Snowflake: Dynamic Unload Path (Copy Into Location)

Posted by

Sometimes the need arises to unload data from Snowflake tables and objects into a stage (S3 Bucket, Azure Container or GCS) to support downstream processes.  These processes are typically better served by using a SQL client or integration over Python, .Net, Java, etc to directly query Snowflake. However, sometimes we need to support file dependent processes, messaging services or just support legacy integrations requiring files to be unloaded.  This is easily done in Snowflake with a statement like “Copy Into @BLOBLocation from Object”. Please see the Snowflake documentation for copy into location and documentation for data unloading for a grounding on the topic, and syntax we are investigating here.  The @BLOBLocation variable is a string literal and would more fit for purpose if we could dynamically create the path or filenames.

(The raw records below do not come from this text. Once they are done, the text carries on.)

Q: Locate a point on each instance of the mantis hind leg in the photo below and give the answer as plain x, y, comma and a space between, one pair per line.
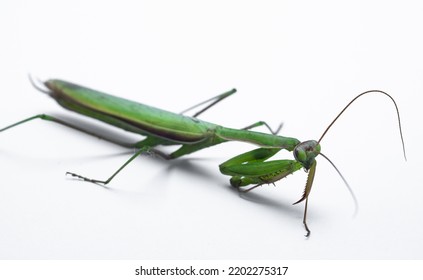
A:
105, 182
213, 101
70, 125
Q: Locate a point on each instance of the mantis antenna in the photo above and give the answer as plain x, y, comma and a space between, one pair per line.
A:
336, 118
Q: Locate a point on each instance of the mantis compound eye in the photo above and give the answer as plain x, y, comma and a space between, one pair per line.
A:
306, 151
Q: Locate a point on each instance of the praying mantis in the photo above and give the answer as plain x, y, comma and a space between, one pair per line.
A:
160, 127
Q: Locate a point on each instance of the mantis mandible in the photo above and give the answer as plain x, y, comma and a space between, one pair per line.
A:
166, 128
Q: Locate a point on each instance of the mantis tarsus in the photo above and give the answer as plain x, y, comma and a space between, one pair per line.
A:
165, 128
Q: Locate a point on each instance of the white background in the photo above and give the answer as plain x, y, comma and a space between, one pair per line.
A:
297, 62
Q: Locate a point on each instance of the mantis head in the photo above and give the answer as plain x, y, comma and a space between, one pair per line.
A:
306, 152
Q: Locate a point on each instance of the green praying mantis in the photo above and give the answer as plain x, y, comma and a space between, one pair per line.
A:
161, 127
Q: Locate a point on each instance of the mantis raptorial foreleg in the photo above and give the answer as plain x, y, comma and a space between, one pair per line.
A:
251, 168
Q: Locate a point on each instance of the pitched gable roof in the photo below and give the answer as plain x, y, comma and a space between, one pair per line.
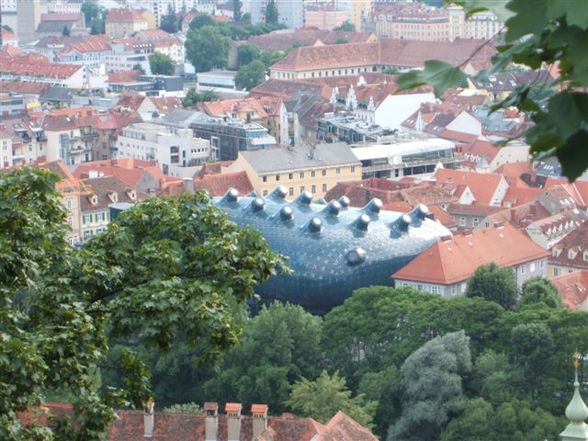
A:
454, 260
482, 185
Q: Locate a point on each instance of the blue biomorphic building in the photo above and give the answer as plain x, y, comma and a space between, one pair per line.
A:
332, 248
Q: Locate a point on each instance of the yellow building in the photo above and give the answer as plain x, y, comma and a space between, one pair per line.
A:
359, 9
312, 169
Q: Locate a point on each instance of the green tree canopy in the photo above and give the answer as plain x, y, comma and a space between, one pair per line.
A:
193, 97
165, 269
207, 48
345, 26
515, 420
280, 345
494, 283
537, 34
161, 64
250, 75
433, 385
170, 22
236, 10
247, 53
271, 12
322, 398
539, 290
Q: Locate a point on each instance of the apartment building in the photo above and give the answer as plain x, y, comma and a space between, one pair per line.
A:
125, 22
299, 170
177, 151
446, 266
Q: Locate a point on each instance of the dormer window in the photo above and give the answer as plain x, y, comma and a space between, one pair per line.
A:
572, 254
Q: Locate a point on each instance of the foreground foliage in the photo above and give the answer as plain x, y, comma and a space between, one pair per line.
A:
167, 269
538, 33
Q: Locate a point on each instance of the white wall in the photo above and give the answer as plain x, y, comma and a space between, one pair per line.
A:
397, 108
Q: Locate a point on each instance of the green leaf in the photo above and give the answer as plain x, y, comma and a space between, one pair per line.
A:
530, 18
573, 155
574, 11
440, 75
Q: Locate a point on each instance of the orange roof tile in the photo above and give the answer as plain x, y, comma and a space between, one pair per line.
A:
482, 185
455, 260
573, 288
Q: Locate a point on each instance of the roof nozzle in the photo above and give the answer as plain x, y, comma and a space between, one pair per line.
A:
344, 201
362, 222
332, 208
286, 213
257, 204
315, 225
305, 198
403, 222
231, 195
421, 211
279, 193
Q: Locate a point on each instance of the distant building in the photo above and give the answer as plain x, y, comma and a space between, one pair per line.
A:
28, 18
228, 137
327, 19
418, 21
178, 152
356, 58
95, 206
447, 265
571, 253
405, 157
290, 13
299, 170
124, 22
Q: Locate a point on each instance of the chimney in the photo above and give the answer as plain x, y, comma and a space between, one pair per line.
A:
149, 419
233, 411
211, 424
259, 415
188, 185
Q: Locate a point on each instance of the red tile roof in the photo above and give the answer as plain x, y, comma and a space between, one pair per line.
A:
191, 427
570, 251
125, 15
405, 53
573, 288
482, 185
455, 260
218, 184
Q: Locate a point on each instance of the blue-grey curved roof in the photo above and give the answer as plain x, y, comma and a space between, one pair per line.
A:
332, 248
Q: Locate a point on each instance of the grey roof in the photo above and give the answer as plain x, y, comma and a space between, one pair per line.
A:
55, 26
181, 117
284, 159
55, 93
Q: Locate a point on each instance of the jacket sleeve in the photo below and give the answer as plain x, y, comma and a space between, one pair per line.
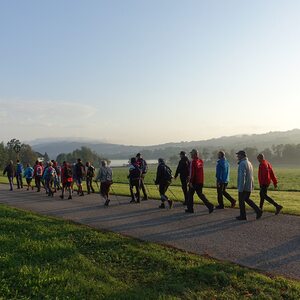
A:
272, 175
241, 177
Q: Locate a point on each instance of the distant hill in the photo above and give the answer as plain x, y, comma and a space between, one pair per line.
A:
114, 151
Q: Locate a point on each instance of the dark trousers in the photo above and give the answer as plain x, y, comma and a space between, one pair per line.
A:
19, 180
198, 189
184, 187
264, 196
89, 186
142, 186
221, 190
245, 197
38, 182
163, 187
135, 183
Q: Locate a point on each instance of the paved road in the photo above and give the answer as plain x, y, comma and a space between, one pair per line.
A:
271, 244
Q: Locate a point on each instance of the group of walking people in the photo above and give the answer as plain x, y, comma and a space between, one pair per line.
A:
53, 178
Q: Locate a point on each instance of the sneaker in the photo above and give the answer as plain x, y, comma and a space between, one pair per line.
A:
278, 209
219, 207
258, 215
162, 206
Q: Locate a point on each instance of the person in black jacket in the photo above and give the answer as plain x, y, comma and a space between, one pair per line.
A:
163, 180
183, 169
134, 177
10, 172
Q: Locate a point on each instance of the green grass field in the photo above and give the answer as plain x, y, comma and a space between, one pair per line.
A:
290, 200
48, 258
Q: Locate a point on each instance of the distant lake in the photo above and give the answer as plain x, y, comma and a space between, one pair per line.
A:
125, 162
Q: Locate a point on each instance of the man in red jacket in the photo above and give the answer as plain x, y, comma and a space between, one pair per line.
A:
196, 180
265, 177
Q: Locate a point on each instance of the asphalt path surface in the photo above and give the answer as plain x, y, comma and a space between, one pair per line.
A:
271, 244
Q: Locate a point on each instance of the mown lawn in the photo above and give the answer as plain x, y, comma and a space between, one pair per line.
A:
48, 258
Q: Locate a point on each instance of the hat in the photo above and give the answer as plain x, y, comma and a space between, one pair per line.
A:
241, 152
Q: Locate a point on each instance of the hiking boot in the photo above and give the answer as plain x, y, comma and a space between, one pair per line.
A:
162, 206
278, 209
258, 215
219, 207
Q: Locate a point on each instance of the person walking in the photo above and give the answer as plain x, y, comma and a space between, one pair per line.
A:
183, 170
245, 186
134, 177
66, 180
105, 178
163, 180
90, 174
196, 180
28, 174
80, 173
265, 177
10, 173
222, 176
19, 174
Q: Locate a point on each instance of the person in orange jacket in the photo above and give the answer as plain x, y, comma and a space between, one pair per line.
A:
265, 177
196, 180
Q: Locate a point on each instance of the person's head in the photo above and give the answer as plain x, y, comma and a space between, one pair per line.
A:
182, 154
241, 154
260, 157
161, 161
221, 154
194, 153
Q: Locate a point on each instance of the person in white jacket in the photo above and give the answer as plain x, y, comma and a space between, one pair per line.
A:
245, 186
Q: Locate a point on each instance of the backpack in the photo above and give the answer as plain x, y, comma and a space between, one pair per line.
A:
167, 173
68, 172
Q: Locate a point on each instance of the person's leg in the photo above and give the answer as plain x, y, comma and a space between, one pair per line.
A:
199, 191
184, 187
142, 186
252, 205
227, 196
190, 204
220, 196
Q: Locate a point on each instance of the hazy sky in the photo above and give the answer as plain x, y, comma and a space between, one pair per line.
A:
147, 72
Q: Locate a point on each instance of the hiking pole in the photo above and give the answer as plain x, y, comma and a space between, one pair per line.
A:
117, 198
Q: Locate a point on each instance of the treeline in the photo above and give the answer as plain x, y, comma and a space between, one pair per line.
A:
14, 150
85, 153
288, 154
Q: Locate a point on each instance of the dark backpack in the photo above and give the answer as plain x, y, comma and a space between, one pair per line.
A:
168, 173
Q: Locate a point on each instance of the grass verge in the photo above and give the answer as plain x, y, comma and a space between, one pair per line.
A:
48, 258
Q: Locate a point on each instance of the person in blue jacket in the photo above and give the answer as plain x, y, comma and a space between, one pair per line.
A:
222, 176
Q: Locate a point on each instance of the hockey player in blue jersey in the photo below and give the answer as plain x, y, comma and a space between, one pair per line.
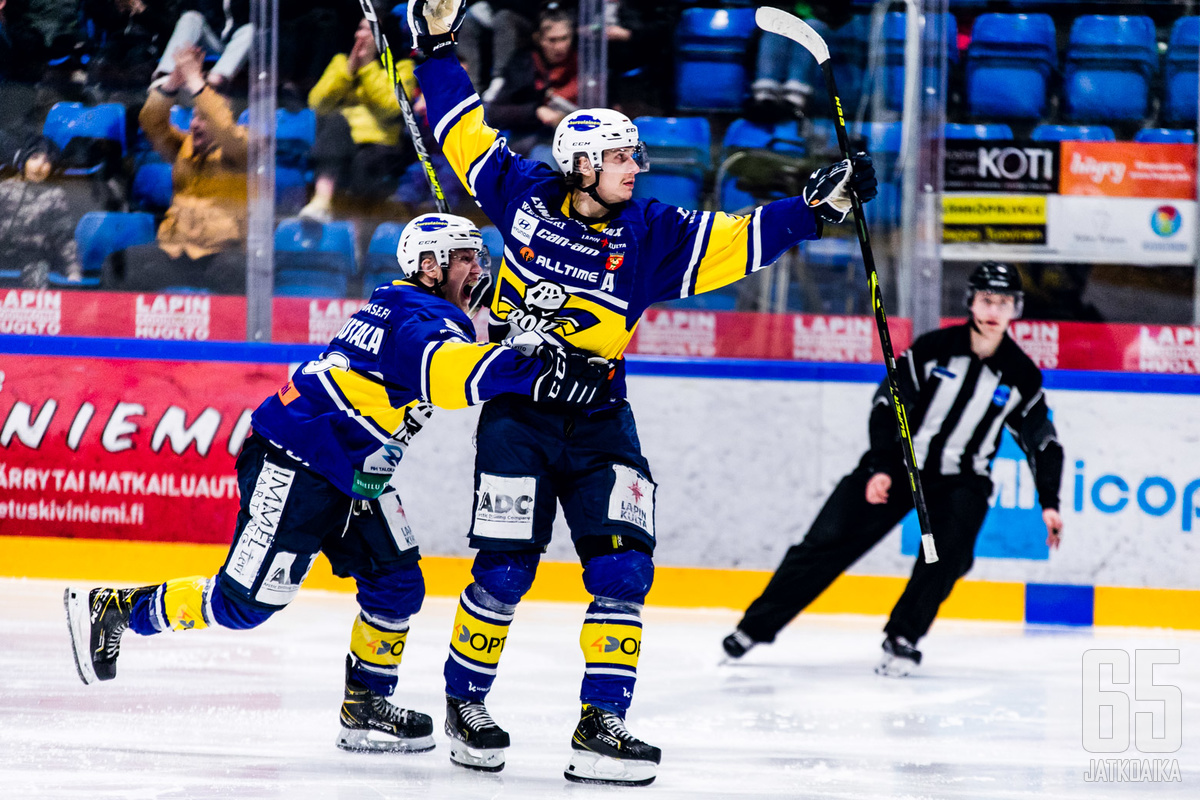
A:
582, 262
315, 476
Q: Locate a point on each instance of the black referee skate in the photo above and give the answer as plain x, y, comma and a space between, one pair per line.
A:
605, 752
737, 644
372, 725
475, 740
96, 621
899, 657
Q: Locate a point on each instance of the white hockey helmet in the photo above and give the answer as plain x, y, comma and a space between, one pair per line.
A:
591, 131
438, 234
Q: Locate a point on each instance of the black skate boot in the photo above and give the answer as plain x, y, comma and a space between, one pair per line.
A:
372, 725
737, 644
475, 740
96, 620
899, 657
605, 752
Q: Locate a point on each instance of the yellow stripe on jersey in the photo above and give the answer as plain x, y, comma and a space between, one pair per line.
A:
725, 257
450, 370
184, 600
611, 643
376, 645
467, 140
370, 400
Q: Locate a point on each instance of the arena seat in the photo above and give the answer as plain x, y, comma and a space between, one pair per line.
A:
313, 259
981, 132
1165, 136
100, 234
1009, 61
679, 150
711, 58
1110, 61
1073, 133
934, 29
381, 262
1180, 103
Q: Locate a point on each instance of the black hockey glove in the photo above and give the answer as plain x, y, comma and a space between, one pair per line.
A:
433, 24
828, 188
571, 378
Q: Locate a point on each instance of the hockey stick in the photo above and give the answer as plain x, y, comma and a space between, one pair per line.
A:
775, 20
479, 294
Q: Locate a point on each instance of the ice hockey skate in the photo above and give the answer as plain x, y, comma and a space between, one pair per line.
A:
605, 752
96, 621
475, 740
899, 657
372, 725
737, 644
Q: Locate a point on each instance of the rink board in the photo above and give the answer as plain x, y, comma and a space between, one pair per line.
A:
744, 453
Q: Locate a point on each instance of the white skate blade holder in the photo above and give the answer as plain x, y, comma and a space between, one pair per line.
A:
489, 761
79, 625
587, 767
377, 741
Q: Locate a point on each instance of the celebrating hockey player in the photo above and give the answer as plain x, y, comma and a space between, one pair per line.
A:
960, 386
582, 262
315, 476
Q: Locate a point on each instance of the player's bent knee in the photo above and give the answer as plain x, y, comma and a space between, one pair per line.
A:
625, 576
505, 575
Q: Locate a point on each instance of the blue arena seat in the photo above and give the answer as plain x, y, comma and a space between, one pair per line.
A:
982, 132
1073, 133
1165, 136
381, 262
100, 234
153, 190
711, 54
313, 259
679, 149
1110, 61
783, 138
934, 30
1009, 61
1180, 103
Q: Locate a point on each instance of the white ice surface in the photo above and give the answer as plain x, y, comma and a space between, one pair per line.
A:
995, 713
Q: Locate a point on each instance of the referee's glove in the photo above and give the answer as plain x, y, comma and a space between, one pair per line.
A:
827, 193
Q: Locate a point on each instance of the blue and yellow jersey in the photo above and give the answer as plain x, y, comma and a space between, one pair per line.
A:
351, 414
580, 284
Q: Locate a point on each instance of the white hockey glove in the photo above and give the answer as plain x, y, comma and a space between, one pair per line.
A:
433, 24
828, 188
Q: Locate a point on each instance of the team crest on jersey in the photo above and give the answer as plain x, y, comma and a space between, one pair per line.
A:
541, 308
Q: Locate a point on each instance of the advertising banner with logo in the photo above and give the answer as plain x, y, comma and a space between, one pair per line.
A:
124, 449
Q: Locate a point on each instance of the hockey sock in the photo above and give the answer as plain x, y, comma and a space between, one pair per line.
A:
178, 605
377, 644
611, 642
480, 630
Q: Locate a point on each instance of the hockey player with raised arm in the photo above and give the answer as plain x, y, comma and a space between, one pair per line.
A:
315, 474
960, 386
582, 262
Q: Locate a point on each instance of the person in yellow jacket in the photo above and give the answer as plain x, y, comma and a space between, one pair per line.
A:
359, 146
202, 241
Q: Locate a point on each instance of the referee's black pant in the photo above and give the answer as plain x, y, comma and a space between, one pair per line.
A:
849, 525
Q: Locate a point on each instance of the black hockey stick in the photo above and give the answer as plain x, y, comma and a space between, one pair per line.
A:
775, 20
480, 293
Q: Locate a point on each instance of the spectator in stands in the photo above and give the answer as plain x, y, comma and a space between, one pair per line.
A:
222, 26
540, 83
202, 240
359, 146
36, 232
496, 28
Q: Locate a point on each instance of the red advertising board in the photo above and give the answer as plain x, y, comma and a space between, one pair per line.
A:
123, 449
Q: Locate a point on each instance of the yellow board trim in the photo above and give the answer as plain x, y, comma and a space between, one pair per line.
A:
142, 563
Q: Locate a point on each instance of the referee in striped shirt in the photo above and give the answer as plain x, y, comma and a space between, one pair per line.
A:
960, 385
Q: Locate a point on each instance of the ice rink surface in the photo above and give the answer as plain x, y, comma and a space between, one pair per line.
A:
995, 713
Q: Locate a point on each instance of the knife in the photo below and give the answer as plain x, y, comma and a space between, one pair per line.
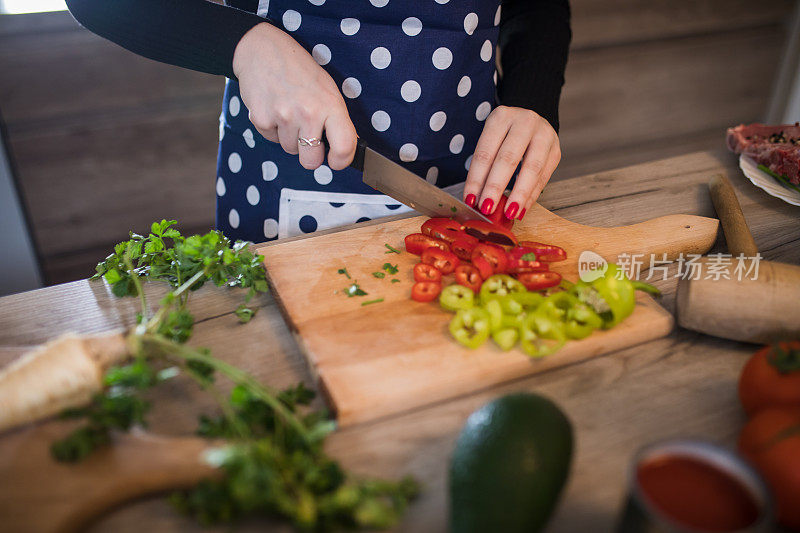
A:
388, 177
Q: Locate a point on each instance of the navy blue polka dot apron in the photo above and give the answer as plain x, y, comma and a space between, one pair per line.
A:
419, 81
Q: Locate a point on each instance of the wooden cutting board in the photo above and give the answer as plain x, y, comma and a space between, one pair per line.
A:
388, 357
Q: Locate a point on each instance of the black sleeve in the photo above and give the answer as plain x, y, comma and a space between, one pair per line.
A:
534, 42
194, 34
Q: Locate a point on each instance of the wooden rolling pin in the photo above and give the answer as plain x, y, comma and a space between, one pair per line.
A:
761, 310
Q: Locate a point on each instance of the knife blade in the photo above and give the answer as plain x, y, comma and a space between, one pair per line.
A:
391, 179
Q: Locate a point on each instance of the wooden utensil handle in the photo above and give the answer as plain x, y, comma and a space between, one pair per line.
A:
734, 225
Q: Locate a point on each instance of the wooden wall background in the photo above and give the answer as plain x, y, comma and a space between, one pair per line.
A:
105, 141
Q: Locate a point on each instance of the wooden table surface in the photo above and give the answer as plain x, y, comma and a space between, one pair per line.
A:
682, 385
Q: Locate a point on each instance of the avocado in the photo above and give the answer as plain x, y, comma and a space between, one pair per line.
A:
509, 466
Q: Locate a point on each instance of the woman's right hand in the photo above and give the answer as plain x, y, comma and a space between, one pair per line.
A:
290, 96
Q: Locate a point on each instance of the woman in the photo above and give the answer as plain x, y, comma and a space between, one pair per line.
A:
414, 79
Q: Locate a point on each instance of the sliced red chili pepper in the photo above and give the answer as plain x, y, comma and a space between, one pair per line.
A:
423, 272
445, 262
469, 276
492, 253
442, 228
498, 216
483, 266
536, 281
463, 246
548, 253
493, 233
425, 291
416, 243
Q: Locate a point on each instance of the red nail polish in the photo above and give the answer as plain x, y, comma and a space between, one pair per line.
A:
512, 210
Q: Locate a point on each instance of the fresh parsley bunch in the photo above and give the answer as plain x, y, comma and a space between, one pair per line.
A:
275, 464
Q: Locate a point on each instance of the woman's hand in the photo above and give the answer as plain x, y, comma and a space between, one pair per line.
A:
290, 96
511, 135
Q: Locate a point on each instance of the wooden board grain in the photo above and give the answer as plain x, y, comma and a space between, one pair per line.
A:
396, 355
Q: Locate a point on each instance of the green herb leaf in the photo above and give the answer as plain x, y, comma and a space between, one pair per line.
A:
245, 313
354, 290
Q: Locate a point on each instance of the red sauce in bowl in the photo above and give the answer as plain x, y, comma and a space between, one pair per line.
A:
696, 494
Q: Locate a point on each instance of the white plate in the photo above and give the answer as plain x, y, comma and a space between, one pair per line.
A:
764, 181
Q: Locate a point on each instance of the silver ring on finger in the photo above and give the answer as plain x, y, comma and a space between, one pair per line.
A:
309, 141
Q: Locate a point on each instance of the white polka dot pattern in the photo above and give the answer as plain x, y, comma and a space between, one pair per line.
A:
457, 144
249, 139
270, 228
464, 86
470, 23
234, 162
323, 175
486, 50
412, 26
381, 120
234, 106
483, 110
380, 58
442, 58
437, 120
350, 26
291, 20
432, 175
269, 170
408, 152
410, 91
351, 87
321, 54
233, 218
252, 194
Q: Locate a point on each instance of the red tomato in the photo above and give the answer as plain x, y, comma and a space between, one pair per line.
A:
425, 291
490, 232
548, 253
483, 266
771, 441
463, 246
492, 253
442, 228
469, 277
536, 281
423, 272
498, 216
771, 378
416, 243
445, 262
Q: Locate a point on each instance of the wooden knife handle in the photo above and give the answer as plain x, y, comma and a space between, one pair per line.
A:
734, 225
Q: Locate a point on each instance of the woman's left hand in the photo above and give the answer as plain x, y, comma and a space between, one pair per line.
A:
511, 135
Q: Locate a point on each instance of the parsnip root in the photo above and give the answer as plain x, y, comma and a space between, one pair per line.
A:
63, 373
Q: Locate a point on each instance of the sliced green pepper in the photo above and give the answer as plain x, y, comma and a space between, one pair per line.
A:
530, 300
540, 335
455, 297
581, 321
470, 327
505, 338
499, 285
495, 312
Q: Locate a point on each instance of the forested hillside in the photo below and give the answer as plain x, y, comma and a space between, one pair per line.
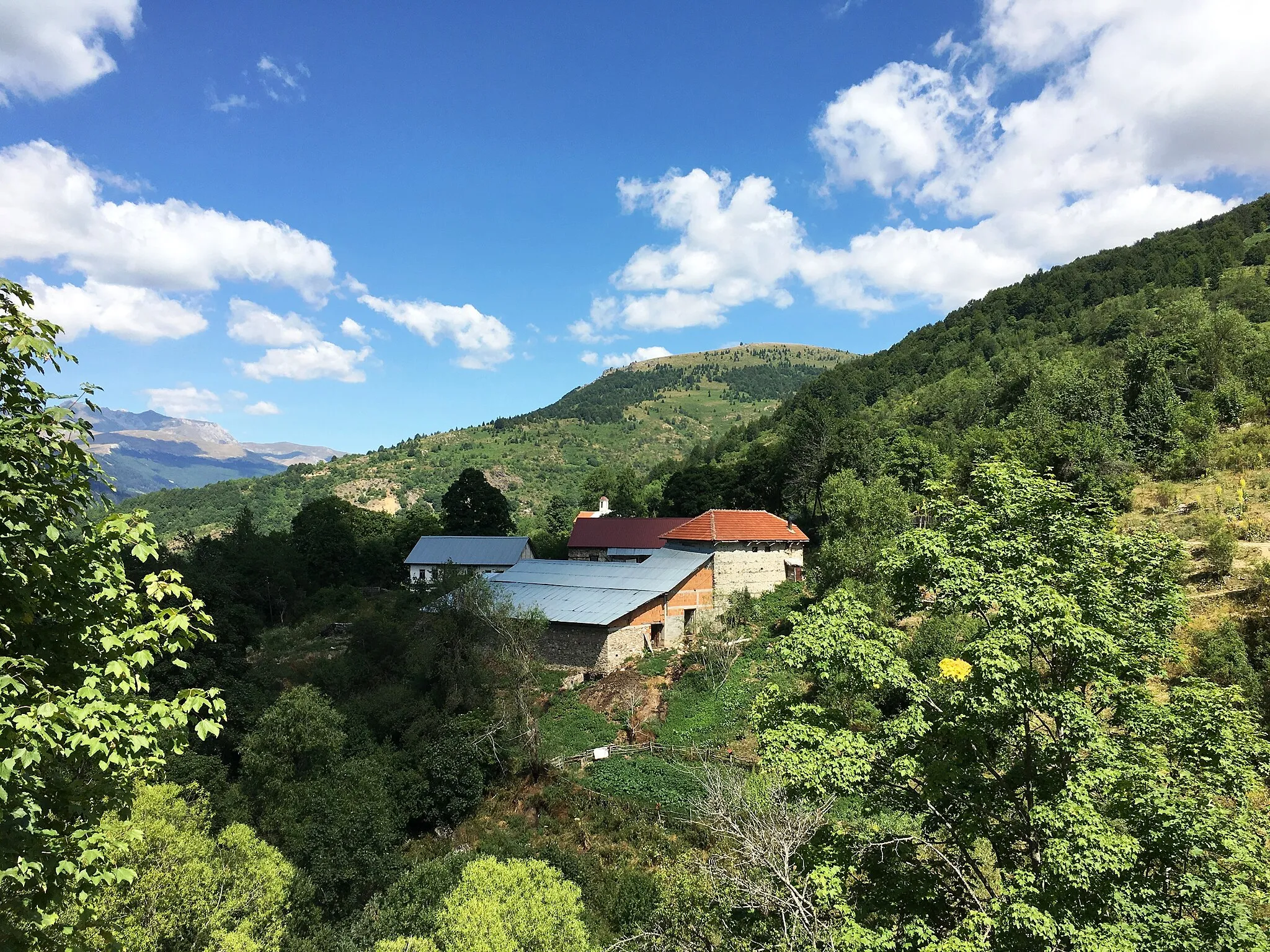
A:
1020, 701
634, 416
1124, 361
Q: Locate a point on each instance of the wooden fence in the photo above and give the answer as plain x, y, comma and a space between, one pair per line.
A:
690, 753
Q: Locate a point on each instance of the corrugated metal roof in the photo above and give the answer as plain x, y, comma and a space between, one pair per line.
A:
468, 550
737, 526
615, 532
595, 593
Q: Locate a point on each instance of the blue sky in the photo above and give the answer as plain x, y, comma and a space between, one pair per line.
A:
346, 226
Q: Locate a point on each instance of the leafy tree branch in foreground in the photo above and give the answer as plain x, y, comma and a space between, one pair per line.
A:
1014, 767
78, 725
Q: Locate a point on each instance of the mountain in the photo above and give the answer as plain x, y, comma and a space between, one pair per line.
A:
148, 451
1151, 358
637, 415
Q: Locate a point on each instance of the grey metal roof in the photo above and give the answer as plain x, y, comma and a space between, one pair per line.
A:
595, 593
468, 550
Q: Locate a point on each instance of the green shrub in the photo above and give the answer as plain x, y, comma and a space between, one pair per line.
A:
1220, 551
695, 714
569, 726
654, 664
652, 780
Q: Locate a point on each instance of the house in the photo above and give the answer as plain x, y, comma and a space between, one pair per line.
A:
618, 540
751, 549
478, 553
603, 611
602, 614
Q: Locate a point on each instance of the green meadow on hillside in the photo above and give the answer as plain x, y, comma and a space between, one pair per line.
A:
638, 415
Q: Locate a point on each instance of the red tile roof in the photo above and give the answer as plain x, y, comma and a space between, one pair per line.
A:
616, 532
737, 526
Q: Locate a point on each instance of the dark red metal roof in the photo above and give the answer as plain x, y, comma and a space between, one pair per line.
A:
616, 532
737, 526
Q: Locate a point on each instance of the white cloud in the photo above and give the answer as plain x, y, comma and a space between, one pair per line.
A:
280, 84
52, 47
352, 329
605, 312
486, 342
235, 100
735, 247
1140, 103
316, 361
54, 211
641, 353
253, 324
183, 402
134, 314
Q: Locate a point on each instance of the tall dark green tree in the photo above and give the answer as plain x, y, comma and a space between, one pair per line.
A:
1036, 787
471, 507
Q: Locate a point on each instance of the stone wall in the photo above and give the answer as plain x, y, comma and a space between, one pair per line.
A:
573, 645
737, 566
593, 646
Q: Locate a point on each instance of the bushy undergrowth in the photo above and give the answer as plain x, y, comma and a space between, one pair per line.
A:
668, 785
569, 726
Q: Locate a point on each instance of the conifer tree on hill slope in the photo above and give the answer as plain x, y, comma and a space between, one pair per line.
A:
471, 507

I was working on a project for one of my large clients in the Bay, and this need for dynamic naming of unloaded files came up.  I spent some time creating a custom demo for the client by dynamically naming the unloaded directory with a JavaScript Stored Procedure in Snowflake.  I have seen this question asked a few times in forums and around the web. Time to document how to achieve this here and some other paths you might think work, but unfortunately do not.

Create Unload Objects
I am going to use a database most Snowflake accounts have as the account creation process from Snowflake adds these for posterity.  I will use DEMO.PUBLIC for the schema, create a stage named UNLOAD and a JSON file format for use during unloading the data. We will be playing with the STORE table from SNOWFLAKE_SAMPLE_DATA as all Snowflake accounts have this data shared with them, but you can use any table just change the FROM clauses in the SQL.

--Context
USE ROLE ACCOUNTADMIN;
USE DATABASE DEMO;
USE SCHEMA PUBLIC;
USE WAREHOUSE LOAD_WH;

--1,500 Record Sample Data Table
SELECT COUNT(*) FROM "SNOWFLAKE_SAMPLE_DATA"."TPCDS_SF10TCL"."STORE";

--Create Stage
CREATE OR REPLACE STAGE UNLOAD;
LIST @UNLOAD;

--Create File Format JSON
CREATE or REPLACE FILE FORMAT JSON
    TYPE = 'JSON'
    COMPRESSION = 'AUTO'
    ENABLE_OCTAL = FALSE
    ALLOW_DUPLICATE = TRUE
    STRIP_OUTER_ARRAY = FALSE
    STRIP_NULL_VALUES = FALSE
    IGNORE_UTF8_ERRORS = FALSE;

Testing the Unload Command
I like to code out and test my SQL before committing it to a JavaScript Stored Procedure.  Here we are unloading to the @UNLOAD stage, with the format of JSON. The list command will show the files unload, and the select $1 from will query on the document directly on BLOB.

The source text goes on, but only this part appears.